Толя остановился и подождал, пока не умолкло эхо его шагов. Ни звука. Полянка словно замерла в ожидании. В течение нескольких месяцев, проведенных в Полисе, Толя бывал здесь не раз. И вместе с Леной, и в одиночку. Самая загадочная станция метро притягивала его, как магнит. Нельзя сказать, что он полюбил Полянку. Любовь, как и ненависть, были чужды этой станции. Нравиться могла Войковская, где он вырос, вызывать восхищение – станции Полиса, а отвращение – Лубянка. Но Полянка – станция особенная. Вызываемые ею чувства были сродни навязчивой идее. Однажды посетив эту станцию, ты подпадал под ее мистическое влияние навсегда.

О Полянке ходило много слухов. В зависимости от авторства – самых фантастических или вполне объяснимых с точки зрения здравого смысла.

Военные-кшатрии были твердо убеждены в том, что чудеса Полянки вызваны утечкой галлюциногенных газов. Брамины Полиса были менее категоричны в своих суждениях и считали, что загадка Полянки с точки зрения науки неразрешима.

Простые путешественники, которые по разным причинам задерживались на станции, вообще не пытались что-то объяснить. Просто рассказывали о встречах с давно умершими родственниками. О существах, маскирующихся под обычных людей, но знающих все о прошлом и будущем человечества. О наблюдателях, для которых не существовало тайн. О могущественных соседях, способных изменить мир по своему желанию, но всегда занимающих нейтральную позицию и предпочитающих просто следить за мышиной возней, которую жители метро называли своей жизнью.

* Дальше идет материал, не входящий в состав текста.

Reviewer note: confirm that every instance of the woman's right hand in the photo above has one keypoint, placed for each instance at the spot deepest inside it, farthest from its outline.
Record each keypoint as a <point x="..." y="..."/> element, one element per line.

Томскому не посчастливилось встретить на Полянке родных. Наблюдатели тоже не пожелали приоткрывать перед ним завесу грядущего. Единственная польза, извлеченная из загадочной станции, – возможность поразмышлять в одиночестве. Да еще без помех, не опасаясь чужих глаз и доносительства, перечитывать «Записки революционера» Кропоткина.

Сын и воспитанник станции Войковской, давней анархистской вольницы, Анатолий Томский почитал патриарха идейного анархизма князя Петра Кропоткина чуть ли не своим духовным отцом, и «Записки» для него были как для иных сектантов – Библия.

Хотя князь Петр Алексеевич уже сто с лишним лет как усоп, для Толи он был вечно живой: он ни предложения не мог прочесть из «Записок революционера», чтобы не заспорить с патриархом или, наоборот, согласно не буркнуть что-то вслух. Поговорив так с Кропоткиным часок-другой, Толя возвращался в Полис духовно обновленным, уверенным в своей идеологической правоте. Этой уверенности ему хватало на день-другой, самое большее – на неделю бесед с кшатриями и браминами – воинами и хранителями знаний Полиса.

В Полисе к анархизму относились высокомерно, словно эта модель устройства общества была придумана шаловливым ребенком и кроме снисходительной усмешки заслуживала разве что подозрительного взгляда. Вообще-то в Толином положении ему было бы лучше не высовываться и свои убеждения так яро не проповедовать: Полис, как известно, граничит и с Красной линией, и с Четвертым Рейхом, гак что к идейным там относятся настороженно.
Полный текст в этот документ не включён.